Onderzoek naar uithuisplaatsingen
Er dient dan ook een onderzoek plaats te vinden naar de grote hoeveelheid uithuisplaatsingen die hebben plaatsgevonden. Indien blijkt dat dit is gebeurd ten gevolge van de toeslagenaffaire kan dit als onrechtmatige uithuisplaatsingen worden aangemerkt.
Inmiddels heeft het Ministerie van Justitie en Veiligheid aan het Centraal Bureau voor de Statistiek gevraagd de uithuisplaatsingen van de kinderen te differentiëren naar leeftijd, gemeente, jeugdregio, en naar type jeugdbeschermingsmaatregel (ondertoezichtstelling of voogdij). Dit brengt hopelijk meer informatie over de situatie van de diverse gezinnen en hoe deze situaties zo snel mogelijk kunnen worden opgelost in het belang van het kind.
Wanneer er zorgen zijn over (de verzorging of opvoeding van) de kinderen, kunt u te maken krijgen met een kinderbeschermingsmaatregel, zoals een ondertoezichtstelling. Als de rechter een ondertoezichtstelling uitspreekt, krijgt u een gezinsvoogd toegewezen vanuit een gecertificeerde instelling.

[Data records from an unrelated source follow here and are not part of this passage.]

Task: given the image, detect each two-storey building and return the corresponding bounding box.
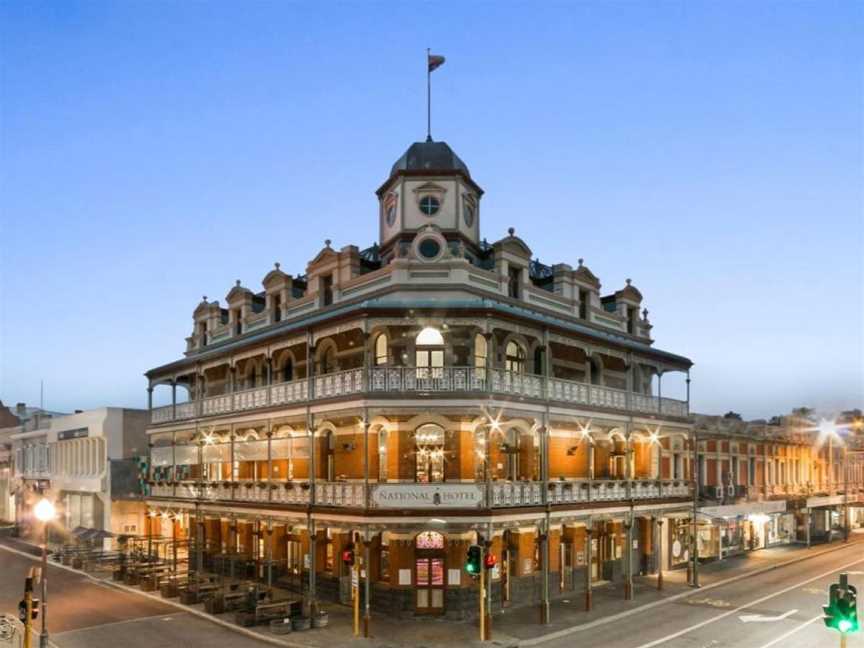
[694,416,864,559]
[146,140,692,618]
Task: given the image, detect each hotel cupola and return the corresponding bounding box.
[376,137,483,262]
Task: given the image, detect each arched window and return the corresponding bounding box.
[378,427,388,482]
[504,340,525,373]
[414,423,444,484]
[474,333,489,380]
[318,344,336,374]
[414,326,444,381]
[375,333,387,367]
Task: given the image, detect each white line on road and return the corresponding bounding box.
[762,614,822,648]
[637,558,864,648]
[54,613,181,637]
[738,610,798,623]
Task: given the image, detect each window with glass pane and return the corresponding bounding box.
[505,341,525,373]
[474,333,488,380]
[375,333,387,367]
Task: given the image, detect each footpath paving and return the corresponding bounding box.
[0,533,864,648]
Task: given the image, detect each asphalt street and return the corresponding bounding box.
[0,543,864,648]
[542,544,864,648]
[0,545,271,648]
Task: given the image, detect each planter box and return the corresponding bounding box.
[291,617,312,630]
[270,619,294,634]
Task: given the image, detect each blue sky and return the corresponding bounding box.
[0,2,864,417]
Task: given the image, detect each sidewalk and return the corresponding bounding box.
[0,533,864,648]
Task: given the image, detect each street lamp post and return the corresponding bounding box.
[35,497,56,648]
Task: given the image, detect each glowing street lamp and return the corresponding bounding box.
[33,497,57,648]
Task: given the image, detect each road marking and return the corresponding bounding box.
[637,558,864,648]
[761,614,822,648]
[54,612,182,637]
[738,610,798,623]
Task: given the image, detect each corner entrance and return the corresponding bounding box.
[414,531,446,615]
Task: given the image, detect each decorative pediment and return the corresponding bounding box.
[492,227,532,259]
[261,262,291,288]
[573,259,600,290]
[413,182,447,196]
[309,239,339,268]
[615,279,642,304]
[225,279,252,304]
[192,295,219,319]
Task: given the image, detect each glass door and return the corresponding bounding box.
[415,558,444,614]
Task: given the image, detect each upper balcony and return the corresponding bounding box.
[151,367,689,424]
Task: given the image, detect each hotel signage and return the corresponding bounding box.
[57,428,90,441]
[371,484,483,509]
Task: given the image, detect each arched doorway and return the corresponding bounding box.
[414,531,446,614]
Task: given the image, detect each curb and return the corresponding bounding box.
[0,544,309,648]
[0,541,864,648]
[519,541,862,646]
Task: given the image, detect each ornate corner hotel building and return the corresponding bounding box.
[146,139,692,618]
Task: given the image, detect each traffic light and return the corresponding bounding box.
[483,551,498,569]
[465,545,483,576]
[18,599,39,623]
[342,543,354,567]
[822,574,859,634]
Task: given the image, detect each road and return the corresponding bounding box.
[541,544,864,648]
[0,543,864,648]
[0,540,271,648]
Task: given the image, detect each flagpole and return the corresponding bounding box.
[426,47,432,142]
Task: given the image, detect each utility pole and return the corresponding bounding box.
[692,428,701,587]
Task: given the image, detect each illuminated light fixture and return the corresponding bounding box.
[578,419,594,445]
[415,326,444,346]
[34,497,57,522]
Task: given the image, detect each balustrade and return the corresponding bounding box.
[151,367,688,424]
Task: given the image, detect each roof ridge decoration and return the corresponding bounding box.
[573,258,600,290]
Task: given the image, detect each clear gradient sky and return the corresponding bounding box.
[0,1,864,418]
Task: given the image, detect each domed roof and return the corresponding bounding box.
[390,138,471,178]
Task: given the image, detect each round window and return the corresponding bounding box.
[417,238,441,259]
[462,204,474,227]
[420,196,441,216]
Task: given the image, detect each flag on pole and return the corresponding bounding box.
[426,54,444,72]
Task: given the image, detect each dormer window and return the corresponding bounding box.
[271,293,282,322]
[420,195,441,216]
[627,306,639,335]
[579,289,589,319]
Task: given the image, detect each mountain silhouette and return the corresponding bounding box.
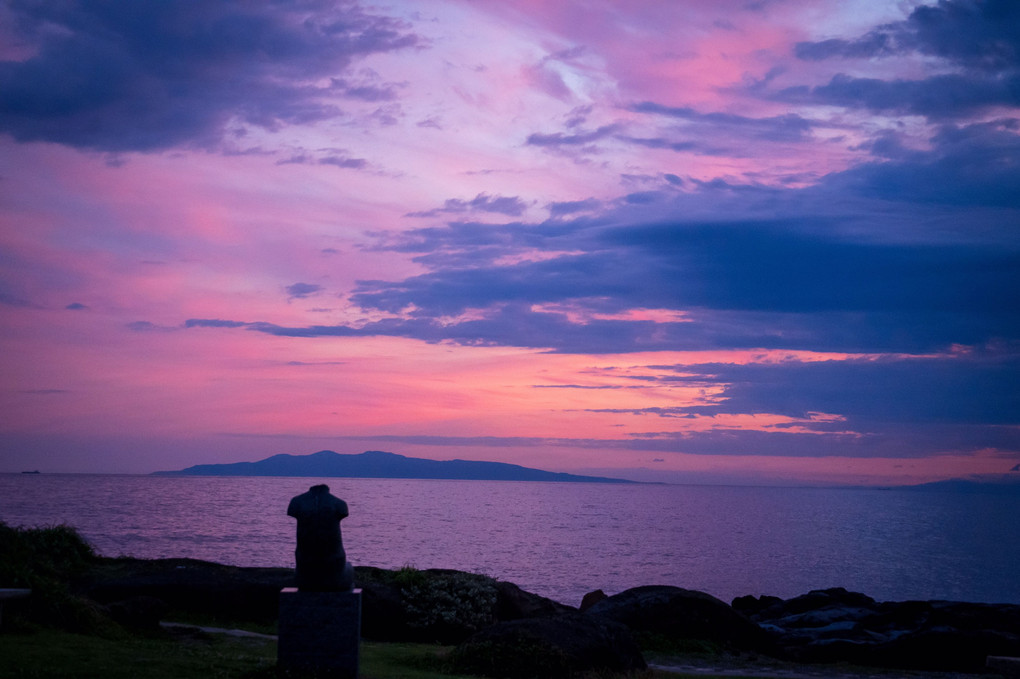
[154,451,635,483]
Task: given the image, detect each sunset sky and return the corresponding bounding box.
[0,0,1020,484]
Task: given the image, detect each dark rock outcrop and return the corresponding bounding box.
[452,612,647,678]
[734,588,1020,672]
[74,558,294,622]
[103,596,168,633]
[580,589,609,613]
[587,585,768,649]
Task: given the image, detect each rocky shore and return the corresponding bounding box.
[73,558,1020,676]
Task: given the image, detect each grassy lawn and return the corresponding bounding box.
[0,630,493,679]
[0,630,758,679]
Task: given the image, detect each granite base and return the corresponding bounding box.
[276,587,361,679]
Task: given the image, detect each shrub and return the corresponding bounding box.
[397,569,497,642]
[0,522,118,636]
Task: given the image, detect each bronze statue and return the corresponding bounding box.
[287,483,354,591]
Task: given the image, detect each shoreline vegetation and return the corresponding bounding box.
[0,522,1020,679]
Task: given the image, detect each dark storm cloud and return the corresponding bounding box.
[777,0,1020,119]
[630,101,813,142]
[406,193,527,217]
[651,350,1020,426]
[0,0,417,152]
[795,0,1020,71]
[344,221,1020,351]
[828,118,1020,209]
[777,73,1020,119]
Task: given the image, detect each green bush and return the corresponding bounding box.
[397,569,497,641]
[0,522,120,636]
[450,638,574,679]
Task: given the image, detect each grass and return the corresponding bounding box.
[0,630,276,679]
[0,630,750,679]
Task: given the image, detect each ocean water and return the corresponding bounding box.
[0,474,1020,606]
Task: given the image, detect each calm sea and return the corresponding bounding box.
[0,474,1020,606]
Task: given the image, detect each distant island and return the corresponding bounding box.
[153,451,638,483]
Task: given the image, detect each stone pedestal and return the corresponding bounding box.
[276,587,361,679]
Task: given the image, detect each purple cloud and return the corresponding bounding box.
[0,0,418,151]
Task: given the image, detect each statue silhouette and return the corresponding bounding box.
[287,483,354,591]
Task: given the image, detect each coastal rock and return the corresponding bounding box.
[741,588,1020,672]
[74,558,294,622]
[580,589,609,613]
[587,585,767,649]
[103,596,169,633]
[453,612,647,679]
[493,580,574,620]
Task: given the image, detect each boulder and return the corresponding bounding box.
[452,612,647,679]
[730,594,782,616]
[75,558,294,622]
[493,580,574,620]
[742,588,1020,672]
[587,585,767,649]
[580,589,609,613]
[103,596,169,633]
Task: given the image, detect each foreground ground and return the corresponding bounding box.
[0,627,993,679]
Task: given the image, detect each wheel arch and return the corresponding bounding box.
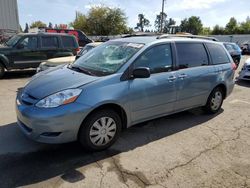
[79,103,128,129]
[213,83,227,99]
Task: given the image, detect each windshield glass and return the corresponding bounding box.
[6,35,22,46]
[74,41,144,75]
[79,45,94,56]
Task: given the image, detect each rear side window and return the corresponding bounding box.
[134,44,172,74]
[42,36,59,48]
[207,43,230,65]
[176,43,208,69]
[62,36,75,48]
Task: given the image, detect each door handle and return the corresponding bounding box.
[168,76,176,82]
[178,74,187,79]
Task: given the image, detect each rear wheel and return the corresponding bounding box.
[0,63,5,78]
[78,109,122,151]
[204,87,224,114]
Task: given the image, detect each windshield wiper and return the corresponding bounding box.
[68,65,95,76]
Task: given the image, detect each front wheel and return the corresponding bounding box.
[78,109,122,151]
[204,87,224,114]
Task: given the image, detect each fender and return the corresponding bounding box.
[0,54,10,69]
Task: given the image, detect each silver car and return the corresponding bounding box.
[16,36,236,150]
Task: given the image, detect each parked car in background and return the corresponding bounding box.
[16,36,236,150]
[238,58,250,80]
[36,56,76,73]
[37,42,102,72]
[241,43,250,55]
[0,33,79,78]
[29,27,93,47]
[223,42,241,67]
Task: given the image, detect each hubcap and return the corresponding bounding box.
[89,117,116,146]
[211,91,222,110]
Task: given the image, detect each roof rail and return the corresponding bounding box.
[122,32,162,38]
[157,34,219,41]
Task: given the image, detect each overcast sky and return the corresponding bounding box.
[18,0,250,28]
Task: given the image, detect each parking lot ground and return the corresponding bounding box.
[0,57,250,188]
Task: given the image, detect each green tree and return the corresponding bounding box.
[70,6,129,35]
[30,21,47,28]
[69,11,91,34]
[212,25,225,35]
[155,12,167,32]
[135,14,150,32]
[163,18,176,33]
[200,27,212,35]
[180,16,203,35]
[239,16,250,34]
[225,17,239,34]
[48,22,53,29]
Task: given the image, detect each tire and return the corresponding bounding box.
[0,63,5,78]
[203,87,224,114]
[78,109,122,151]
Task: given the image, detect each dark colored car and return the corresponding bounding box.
[223,42,241,67]
[44,28,93,47]
[76,42,102,60]
[241,43,250,55]
[0,33,79,78]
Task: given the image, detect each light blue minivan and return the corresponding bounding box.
[16,36,236,150]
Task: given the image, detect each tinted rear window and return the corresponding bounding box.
[62,36,75,48]
[42,36,59,48]
[176,43,208,69]
[207,43,230,65]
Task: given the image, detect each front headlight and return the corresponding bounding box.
[36,89,82,108]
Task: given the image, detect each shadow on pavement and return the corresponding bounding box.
[2,70,36,80]
[0,109,223,188]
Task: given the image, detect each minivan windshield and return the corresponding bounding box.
[6,35,22,46]
[71,41,144,76]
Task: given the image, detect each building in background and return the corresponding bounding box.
[0,0,20,41]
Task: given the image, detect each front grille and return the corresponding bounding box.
[20,93,38,105]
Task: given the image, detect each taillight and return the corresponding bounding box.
[231,63,237,71]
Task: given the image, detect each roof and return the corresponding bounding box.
[113,35,218,44]
[18,32,73,36]
[86,42,103,47]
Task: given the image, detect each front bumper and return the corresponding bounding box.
[16,98,91,143]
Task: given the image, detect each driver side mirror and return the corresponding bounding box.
[17,44,24,49]
[132,67,150,78]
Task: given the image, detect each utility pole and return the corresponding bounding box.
[161,0,165,33]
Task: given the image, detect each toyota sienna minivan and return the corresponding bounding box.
[16,36,236,150]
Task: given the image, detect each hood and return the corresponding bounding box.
[23,66,100,99]
[43,56,75,66]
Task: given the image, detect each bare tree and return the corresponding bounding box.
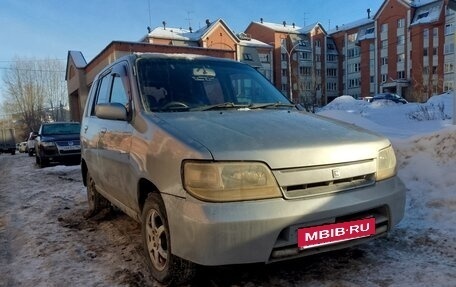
[3,58,67,131]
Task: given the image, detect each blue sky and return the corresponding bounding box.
[0,0,383,100]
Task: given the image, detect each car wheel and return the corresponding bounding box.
[35,155,49,168]
[141,193,196,284]
[84,172,110,218]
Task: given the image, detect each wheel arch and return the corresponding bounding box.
[138,178,161,214]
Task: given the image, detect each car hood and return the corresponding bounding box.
[158,110,390,169]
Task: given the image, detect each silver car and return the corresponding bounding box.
[81,54,405,283]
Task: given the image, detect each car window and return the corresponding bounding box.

De gezinsvoogd wordt soms ook wel de jeugdbeschermer of een jeugdmanager genoemd. De gezinsvoogd gaat met de ouders en het kind in gesprek. Door gesprekken te voeren krijgt de gezinsvoogd meer informatie over de situatie. Het is de taak van de gezinsvoogd om het welzijn van het kind in de gaten te houden en in te grijpen wanneer dat nodig is.
De ouders blijven verantwoordelijkheid voor hun kind, maar de gezinsvoogd begeleidt het gezin en dient ondersteuning te bieden aan zowel de ouders als het kind. Dit kan gaan om ondersteuning op emotioneel gebied, maar ziet ook op praktische zaken.
De gezinsvoogd maakt een plan van aanpak. Dit is een schriftelijk verslag, waarin staat welke doelen er gehaald moeten worden om de zorgen weg te nemen, zodat de ouders uiteindelijk weer zelf alle opvoedingsverantwoordelijkheid op zich kunnen nemen. Ook kijkt de gezinsvoogd hoe deze doelen behaald kunnen worden. Dit kan op verschillende manieren, bijvoorbeeld:
De ouders zijn verplicht om de hulp en ondersteuning van een gezinsvoogd bij de opvoeding te accepteren.
Soms verloopt de samenwerking met een gezinsvoogd niet goed. De communicatie verloopt niet goed, u voelt zich niet gehoord of u bent van mening dat niet de juiste hulp wordt ingezet. Er zijn verschillende mogelijkheden om hier als ouder iets aan te doen.
Een gezinsvoogd is werkzaam bij een gecertificeerde instelling. Een optie is om een gesprek aan te vragen met de gezinsvoogd en zijn/haar leidinggevende van de gecertificeerde. Tijdens dit gesprek kan je aangeven waar je mee zit, zodat er met elkaar over gesproken kan worden.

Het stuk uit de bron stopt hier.